The regime_filter.stand_aside_when block tells your agent when to pause new entries entirely. It doesn’t close existing positions — it simply prevents opening new ones while the condition holds. Mean-reversion strategies in particular need this: when a market is trending strongly, prices keep running instead of reverting, and taking the other side is expensive.
The funding_rate indicator is especially useful in the regime filter even though your agent only trades spot. Elevated funding rates signal that the perpetual futures market is heavily one-directional — a strong hint that the broader market is trending rather than consolidating.

Position parameters

ParameterRangeWhat it controls
position_size_pct0–100Fraction of your available capital used for each trade. 90 means each trade uses 90% of what’s currently in USDT.
max_concurrent1+Maximum number of positions open at the same time. Set to 1 for mean-reversion strategies where you want to be fully in USDT between trades.

Validation rules

When you import or save a StrategySpec, Halyrd validates it before any backtest runs:
1

Schema check

The YAML must be structurally valid: all required fields present, all indicator names and operators recognised.
2

Market mode consistency

Any SHORT signal in a spot spec is rejected immediately with MARKET_MODE_MISMATCH.
3

Look-ahead guard

No indicator may reference future bars.

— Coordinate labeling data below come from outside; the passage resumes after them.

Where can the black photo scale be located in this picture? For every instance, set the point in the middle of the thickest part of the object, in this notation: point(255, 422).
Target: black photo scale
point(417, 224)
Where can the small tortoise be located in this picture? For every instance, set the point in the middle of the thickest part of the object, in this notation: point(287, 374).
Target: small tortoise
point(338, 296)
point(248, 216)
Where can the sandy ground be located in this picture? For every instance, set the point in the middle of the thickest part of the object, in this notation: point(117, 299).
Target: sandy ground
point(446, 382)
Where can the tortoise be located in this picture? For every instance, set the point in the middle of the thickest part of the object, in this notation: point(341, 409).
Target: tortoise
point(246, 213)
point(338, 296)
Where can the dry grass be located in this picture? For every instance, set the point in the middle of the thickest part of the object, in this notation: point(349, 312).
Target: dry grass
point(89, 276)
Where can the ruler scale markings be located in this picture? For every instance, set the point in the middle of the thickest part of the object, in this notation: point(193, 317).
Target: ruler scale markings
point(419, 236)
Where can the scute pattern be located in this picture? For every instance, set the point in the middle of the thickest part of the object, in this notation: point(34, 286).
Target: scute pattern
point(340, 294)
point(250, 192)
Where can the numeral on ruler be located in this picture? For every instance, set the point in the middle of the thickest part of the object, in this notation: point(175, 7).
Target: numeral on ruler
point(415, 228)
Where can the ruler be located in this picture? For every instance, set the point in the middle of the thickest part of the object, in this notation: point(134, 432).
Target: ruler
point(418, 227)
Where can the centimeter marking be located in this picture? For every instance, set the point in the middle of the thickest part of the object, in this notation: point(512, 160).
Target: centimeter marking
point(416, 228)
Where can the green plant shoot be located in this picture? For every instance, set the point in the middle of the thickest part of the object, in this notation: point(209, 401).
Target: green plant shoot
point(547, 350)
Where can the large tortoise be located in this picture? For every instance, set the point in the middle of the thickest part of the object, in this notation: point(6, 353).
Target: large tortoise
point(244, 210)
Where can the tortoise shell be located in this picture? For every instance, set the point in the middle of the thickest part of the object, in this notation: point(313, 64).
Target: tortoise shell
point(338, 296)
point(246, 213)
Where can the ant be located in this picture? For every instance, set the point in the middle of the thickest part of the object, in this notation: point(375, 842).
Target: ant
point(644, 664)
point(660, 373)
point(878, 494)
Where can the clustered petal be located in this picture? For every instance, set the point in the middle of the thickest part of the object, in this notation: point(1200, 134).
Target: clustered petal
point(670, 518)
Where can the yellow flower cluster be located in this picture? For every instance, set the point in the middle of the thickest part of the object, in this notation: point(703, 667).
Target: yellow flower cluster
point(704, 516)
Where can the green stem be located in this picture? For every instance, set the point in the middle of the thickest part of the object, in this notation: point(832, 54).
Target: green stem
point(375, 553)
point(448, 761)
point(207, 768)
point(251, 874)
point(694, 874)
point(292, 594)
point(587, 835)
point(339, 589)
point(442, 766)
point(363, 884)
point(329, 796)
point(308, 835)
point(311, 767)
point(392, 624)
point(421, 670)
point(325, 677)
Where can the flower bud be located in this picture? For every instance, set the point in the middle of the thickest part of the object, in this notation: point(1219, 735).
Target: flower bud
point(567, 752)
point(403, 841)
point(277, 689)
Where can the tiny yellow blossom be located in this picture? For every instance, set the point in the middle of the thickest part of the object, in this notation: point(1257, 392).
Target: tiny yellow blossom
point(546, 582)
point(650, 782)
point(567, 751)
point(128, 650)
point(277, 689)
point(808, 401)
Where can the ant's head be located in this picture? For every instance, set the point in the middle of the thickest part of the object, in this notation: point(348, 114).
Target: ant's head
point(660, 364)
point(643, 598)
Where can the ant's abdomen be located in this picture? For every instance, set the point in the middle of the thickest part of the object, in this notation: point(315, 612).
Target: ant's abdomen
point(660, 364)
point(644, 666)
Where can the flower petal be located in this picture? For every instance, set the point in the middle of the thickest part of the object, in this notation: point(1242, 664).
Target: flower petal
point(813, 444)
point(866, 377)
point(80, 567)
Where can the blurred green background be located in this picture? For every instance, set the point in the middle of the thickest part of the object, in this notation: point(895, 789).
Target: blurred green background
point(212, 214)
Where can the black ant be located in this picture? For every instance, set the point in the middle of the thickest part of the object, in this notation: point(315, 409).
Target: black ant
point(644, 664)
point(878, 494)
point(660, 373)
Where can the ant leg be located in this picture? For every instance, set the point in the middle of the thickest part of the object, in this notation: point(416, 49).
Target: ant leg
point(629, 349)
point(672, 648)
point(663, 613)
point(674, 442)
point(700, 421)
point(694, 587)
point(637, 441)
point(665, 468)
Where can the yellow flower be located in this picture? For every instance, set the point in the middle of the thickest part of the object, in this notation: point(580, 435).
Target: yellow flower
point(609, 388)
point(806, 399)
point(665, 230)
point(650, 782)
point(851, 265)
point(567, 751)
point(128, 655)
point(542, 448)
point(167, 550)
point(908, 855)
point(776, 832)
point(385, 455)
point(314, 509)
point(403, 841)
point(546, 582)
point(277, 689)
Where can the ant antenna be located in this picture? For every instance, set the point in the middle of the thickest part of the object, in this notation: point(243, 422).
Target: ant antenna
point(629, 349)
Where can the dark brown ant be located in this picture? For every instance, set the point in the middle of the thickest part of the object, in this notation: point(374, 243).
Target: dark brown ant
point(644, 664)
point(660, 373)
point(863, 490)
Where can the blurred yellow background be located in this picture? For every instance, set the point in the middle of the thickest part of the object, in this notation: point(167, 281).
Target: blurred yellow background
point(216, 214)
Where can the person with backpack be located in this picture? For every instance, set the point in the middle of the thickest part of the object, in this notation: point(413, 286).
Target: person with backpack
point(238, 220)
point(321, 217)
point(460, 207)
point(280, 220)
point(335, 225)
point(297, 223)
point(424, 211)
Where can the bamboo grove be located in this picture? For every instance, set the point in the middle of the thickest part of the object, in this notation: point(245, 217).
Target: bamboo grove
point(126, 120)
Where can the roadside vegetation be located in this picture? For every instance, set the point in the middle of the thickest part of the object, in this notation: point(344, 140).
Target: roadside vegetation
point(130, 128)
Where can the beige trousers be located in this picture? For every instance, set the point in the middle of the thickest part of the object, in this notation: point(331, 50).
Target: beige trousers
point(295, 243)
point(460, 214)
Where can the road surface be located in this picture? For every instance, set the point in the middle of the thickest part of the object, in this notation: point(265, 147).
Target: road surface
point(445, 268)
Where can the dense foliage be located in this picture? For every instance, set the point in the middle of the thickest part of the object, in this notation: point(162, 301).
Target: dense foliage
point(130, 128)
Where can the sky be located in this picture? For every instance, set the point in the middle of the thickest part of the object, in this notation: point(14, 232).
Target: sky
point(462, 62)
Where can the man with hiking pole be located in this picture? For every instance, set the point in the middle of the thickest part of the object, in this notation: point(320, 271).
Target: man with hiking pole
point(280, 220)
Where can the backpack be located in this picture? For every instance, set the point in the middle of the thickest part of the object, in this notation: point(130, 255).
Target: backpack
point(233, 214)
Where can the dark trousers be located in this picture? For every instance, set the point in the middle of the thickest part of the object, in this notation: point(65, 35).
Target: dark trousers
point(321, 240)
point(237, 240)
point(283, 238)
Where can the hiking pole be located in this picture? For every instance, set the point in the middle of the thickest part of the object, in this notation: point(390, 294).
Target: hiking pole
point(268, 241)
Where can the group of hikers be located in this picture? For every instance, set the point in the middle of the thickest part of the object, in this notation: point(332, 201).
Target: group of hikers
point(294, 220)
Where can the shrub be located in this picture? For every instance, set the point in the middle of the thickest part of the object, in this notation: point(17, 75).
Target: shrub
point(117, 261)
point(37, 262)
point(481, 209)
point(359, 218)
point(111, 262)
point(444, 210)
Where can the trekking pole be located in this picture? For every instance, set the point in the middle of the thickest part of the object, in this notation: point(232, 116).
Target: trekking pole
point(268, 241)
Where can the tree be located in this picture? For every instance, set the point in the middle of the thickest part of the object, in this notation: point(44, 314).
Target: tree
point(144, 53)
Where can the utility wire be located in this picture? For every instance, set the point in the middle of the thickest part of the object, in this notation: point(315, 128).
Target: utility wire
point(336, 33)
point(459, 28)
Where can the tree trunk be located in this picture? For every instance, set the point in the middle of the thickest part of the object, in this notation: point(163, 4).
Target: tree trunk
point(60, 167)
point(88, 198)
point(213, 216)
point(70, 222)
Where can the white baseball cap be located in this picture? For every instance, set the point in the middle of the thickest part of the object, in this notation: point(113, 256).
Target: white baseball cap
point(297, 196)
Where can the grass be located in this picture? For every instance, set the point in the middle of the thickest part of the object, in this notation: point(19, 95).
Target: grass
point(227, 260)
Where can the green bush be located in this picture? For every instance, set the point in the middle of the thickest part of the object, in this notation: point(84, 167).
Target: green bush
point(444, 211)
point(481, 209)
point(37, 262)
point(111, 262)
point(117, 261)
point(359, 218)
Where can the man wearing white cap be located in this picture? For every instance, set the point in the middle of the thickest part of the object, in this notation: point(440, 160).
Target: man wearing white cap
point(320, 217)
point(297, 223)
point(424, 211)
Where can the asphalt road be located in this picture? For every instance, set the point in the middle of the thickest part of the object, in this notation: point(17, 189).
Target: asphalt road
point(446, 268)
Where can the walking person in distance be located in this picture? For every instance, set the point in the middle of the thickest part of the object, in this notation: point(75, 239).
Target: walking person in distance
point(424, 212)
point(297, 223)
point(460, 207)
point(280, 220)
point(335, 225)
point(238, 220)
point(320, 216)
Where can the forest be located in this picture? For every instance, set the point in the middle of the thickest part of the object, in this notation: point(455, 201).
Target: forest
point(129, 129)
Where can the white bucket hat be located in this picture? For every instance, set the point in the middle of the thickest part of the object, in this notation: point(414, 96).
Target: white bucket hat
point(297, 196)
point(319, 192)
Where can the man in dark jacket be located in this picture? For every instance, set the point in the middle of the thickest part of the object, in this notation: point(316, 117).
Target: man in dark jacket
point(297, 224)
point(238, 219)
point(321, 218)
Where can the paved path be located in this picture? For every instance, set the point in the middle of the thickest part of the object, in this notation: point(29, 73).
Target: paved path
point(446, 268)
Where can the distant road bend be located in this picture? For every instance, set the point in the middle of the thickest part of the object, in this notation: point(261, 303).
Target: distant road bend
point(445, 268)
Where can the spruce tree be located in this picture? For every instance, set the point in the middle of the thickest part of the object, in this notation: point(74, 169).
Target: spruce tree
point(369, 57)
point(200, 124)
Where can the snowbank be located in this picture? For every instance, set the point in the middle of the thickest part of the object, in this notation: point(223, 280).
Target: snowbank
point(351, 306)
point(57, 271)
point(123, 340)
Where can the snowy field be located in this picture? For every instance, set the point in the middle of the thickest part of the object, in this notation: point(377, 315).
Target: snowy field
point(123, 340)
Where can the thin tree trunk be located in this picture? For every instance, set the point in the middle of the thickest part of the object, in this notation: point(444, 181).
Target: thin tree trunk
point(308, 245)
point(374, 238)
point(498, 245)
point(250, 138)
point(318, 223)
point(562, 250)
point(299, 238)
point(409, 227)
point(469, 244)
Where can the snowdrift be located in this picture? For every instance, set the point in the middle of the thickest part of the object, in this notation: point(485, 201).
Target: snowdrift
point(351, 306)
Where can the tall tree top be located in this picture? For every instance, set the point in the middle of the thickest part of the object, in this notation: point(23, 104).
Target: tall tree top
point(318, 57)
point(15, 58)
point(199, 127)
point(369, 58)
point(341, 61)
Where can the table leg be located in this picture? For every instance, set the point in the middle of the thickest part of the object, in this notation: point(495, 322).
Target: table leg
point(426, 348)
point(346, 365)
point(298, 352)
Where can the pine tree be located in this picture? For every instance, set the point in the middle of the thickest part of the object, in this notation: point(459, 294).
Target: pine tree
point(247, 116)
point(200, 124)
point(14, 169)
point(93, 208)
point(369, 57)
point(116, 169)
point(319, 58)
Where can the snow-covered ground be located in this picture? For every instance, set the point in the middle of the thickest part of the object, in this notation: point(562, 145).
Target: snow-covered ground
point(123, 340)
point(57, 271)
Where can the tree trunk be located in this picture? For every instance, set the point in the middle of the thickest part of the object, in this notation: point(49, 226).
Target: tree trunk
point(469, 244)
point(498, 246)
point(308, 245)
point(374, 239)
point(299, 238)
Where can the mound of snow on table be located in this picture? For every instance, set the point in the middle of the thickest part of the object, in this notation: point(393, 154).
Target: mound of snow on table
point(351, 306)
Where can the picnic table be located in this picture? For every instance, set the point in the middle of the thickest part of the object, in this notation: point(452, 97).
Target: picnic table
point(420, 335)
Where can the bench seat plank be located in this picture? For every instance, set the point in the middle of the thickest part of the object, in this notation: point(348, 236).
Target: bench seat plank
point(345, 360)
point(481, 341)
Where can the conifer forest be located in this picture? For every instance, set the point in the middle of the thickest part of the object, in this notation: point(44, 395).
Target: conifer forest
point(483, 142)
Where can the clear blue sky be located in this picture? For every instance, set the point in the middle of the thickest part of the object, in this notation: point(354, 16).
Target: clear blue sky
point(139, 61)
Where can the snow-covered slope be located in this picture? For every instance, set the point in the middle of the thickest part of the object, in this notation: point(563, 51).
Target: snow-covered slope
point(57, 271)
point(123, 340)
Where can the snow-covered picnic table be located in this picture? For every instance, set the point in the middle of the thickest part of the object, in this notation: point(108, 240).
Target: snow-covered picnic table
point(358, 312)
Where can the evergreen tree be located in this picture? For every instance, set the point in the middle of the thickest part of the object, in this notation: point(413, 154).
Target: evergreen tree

Specs that would produce look-ahead bias are rejected before they can produce misleading backtest results.
4

Fee-blind guard

If the strategy produces negative expectancy after fees over the backtest window, it is rejected. Your agent should not be built on a strategy that loses money once costs are counted.
All four checks run on import. An invalid spec is rejected before any backtest executes — you’ll see a clear error message describing which check failed and why.

How to author a spec

There are two paths in the Strategy Builder:

Generate

Describe what you’re trying to do in plain language and Halyrd’s LLM writes the YAML for you. The generated spec is validated and backtested before you can use it.

Bring your own

Write the YAML directly and paste it into the import field. Useful if you already know exactly what rules you want to express.
Either way, the spec is validated on import and the backtest runs the same code your live agent will use. What you test is what runs.